Abstract

The Public Company Accounting Oversight Board (PCAOB) has conducted well over 1000 inspections of public accounting firms since 2004, the year their inspections began. The PCAOB inspections are mandated by the Sarbanes–Oxley Act of 2002, and are designed to promote high professional audit standards and improve the audit quality of registered public accounting firms (U.S. House, 2002). Since then, a growing body of research has emerged focusing on the process, results, and decision implications of the inspections.
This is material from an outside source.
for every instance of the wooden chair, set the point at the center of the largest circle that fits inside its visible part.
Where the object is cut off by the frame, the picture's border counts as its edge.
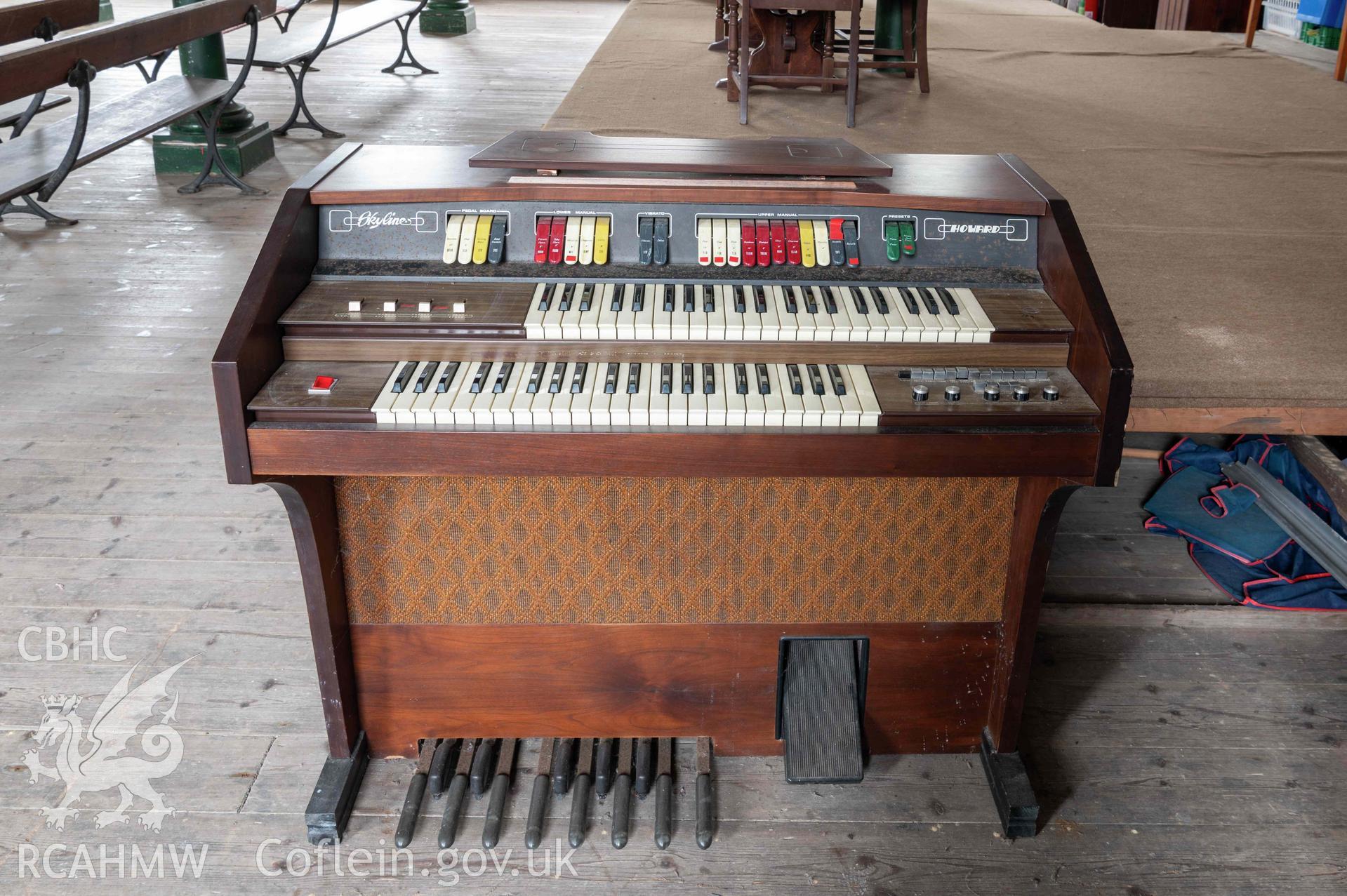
(778, 36)
(1252, 26)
Most of the research to date has focused on determining the impact of the inspection regimen from the perspective of regulators, clients, or markets, but there has been very little research focused on the effect of inspections on the accounting firms themselves.We evaluate the letters provided by triennial audit firms (100 or fewer issuer clients) to the PCAOB in response to their inspections. The response letters provide insight into what the firms themselves think about the value of the inspection and the results of the inspections. Our study and its findings are particularly timely in light of the PCAOB Chairman James Doty’s recent speech (Doty, 2011) in which he claimed that deficiencies were concrete instances of audit failure, and sharply criticized the responses of many audit firms who received inspection deficiency reports, most of whom maintain that their deficiency finding resulted from either differences in professional judgment or inadequate documentation, or both (but not audit deficiencies).We find that a majority of firms writing response letters (1) state they support the PCAOB’s objective of improving audit quality and (2) believe the inspection process will lead to higher audit quality. However, a substantial majority of firms that had an audit engagement deficiency disagreed with the PCAOB’s evaluation, citing differences in professional judgment and/or documentation issues. Our findings do not support but run counter to the PCAOB Chairman’s criticisms and insistence that inspection deficiencies are not attributable to professional judgment differences.